On February 19 from 23:30 UTC to 01:00 UTC PagerDuty experienced a major incident that caused a degradation of event ingestion via the Events API. Then, on February 20 from 16:58 UTC to 17:47 UTC we had a degradation in processing of email events.
During these times, customers interacting with our Events API or inbound emails to email integrations would have experienced delayed notifications.
PagerDuty leverages HAProxy as both a load balancer as well as a local proxy. Our configurations for HAProxy are managed via an infrastructure codebase.

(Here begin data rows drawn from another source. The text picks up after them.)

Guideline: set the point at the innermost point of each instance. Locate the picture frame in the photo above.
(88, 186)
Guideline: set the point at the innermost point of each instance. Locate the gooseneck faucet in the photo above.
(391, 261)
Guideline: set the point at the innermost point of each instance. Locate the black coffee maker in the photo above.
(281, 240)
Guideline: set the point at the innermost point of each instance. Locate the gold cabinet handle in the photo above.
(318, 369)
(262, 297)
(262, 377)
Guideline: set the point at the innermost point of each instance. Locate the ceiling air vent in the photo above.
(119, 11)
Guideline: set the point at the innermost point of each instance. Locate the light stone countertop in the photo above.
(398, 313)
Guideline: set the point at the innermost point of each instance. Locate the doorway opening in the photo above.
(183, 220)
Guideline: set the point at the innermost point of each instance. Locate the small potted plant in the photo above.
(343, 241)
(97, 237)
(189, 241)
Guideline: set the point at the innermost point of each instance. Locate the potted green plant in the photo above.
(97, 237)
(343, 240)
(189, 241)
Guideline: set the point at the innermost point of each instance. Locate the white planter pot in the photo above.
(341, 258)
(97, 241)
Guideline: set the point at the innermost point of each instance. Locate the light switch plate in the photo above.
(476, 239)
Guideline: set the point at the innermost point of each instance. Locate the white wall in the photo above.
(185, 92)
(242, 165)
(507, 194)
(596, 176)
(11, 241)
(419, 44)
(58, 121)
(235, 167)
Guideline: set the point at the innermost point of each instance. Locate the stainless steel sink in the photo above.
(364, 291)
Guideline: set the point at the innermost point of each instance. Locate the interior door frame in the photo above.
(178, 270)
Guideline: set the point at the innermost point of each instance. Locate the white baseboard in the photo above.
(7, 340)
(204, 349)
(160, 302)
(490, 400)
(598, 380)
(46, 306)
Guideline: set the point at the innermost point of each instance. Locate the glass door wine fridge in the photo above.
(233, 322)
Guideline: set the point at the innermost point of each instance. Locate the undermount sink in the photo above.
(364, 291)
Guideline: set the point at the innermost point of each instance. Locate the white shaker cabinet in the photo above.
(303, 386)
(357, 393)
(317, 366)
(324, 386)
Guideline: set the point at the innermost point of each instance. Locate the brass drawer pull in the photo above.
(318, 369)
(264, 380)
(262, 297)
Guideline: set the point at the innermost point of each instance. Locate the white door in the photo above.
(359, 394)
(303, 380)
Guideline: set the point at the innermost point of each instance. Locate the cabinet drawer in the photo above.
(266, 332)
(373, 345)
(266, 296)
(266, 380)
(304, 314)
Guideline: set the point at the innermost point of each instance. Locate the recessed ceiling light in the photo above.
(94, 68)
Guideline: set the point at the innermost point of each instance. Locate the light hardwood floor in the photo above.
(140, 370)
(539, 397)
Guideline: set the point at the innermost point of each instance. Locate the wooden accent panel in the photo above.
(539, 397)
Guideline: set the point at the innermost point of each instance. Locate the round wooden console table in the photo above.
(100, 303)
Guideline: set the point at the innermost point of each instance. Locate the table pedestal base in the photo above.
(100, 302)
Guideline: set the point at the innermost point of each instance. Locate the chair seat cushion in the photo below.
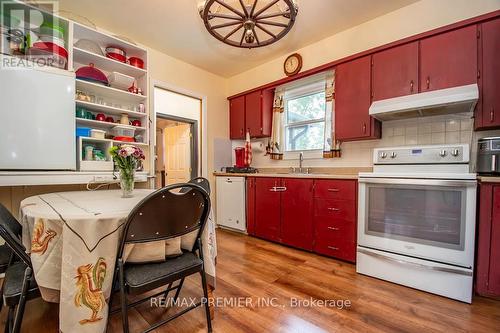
(153, 275)
(5, 253)
(13, 284)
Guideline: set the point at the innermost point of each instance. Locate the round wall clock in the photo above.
(293, 64)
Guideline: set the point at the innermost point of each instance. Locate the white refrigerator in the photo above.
(37, 119)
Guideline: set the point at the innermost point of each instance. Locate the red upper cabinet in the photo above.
(352, 101)
(267, 208)
(395, 72)
(296, 213)
(449, 59)
(237, 118)
(488, 110)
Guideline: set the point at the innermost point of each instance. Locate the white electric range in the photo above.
(416, 219)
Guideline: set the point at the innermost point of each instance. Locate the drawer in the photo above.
(335, 189)
(335, 209)
(340, 246)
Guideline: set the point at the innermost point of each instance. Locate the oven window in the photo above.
(426, 215)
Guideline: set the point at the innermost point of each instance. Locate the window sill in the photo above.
(308, 155)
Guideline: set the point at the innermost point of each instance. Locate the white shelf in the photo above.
(110, 109)
(104, 124)
(88, 139)
(106, 64)
(109, 92)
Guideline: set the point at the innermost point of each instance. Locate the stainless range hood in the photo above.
(444, 101)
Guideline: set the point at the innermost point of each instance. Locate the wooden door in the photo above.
(296, 213)
(395, 72)
(267, 208)
(250, 207)
(449, 59)
(494, 272)
(490, 74)
(352, 101)
(237, 118)
(253, 113)
(178, 153)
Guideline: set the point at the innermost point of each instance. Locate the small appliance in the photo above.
(488, 155)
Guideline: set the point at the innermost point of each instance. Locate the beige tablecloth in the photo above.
(73, 239)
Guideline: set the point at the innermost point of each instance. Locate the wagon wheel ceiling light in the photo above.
(248, 23)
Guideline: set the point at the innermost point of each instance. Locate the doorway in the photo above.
(176, 150)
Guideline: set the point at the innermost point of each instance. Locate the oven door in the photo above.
(427, 219)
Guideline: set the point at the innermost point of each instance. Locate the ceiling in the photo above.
(174, 27)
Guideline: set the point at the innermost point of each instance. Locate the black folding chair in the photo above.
(172, 211)
(19, 284)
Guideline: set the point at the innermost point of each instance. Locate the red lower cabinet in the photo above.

On February 19 at 11:50 UTC, a change intended to upgrade a single set of load balancers was applied to our infrastructure codebase. The intended scope of this change was limited to the load balancers for our databases, which are a subset of our load balancers. Due to a previously unknown dependency between modules in our infrastructure codebase, this config change was applied to all servers in our infrastructure, going beyond the intended scope of only the database load balancers. This change resulted in the upgrade of the load balancer software to a newer version, which was incompatible with many of our load balancers. These issues presented themselves in the form of internal services not being able to successfully communicate to each other via their respective APIs, which lead to a delay in event processing. Some load balancer failures were immediate, while others only exhibited signs of trouble when their respective processes were reloaded.
The incidents were resolved using a combination of downgrading the unintentionally upgraded software on some load balancers or upgrading the load balancer software so that it was compatible with the newer version.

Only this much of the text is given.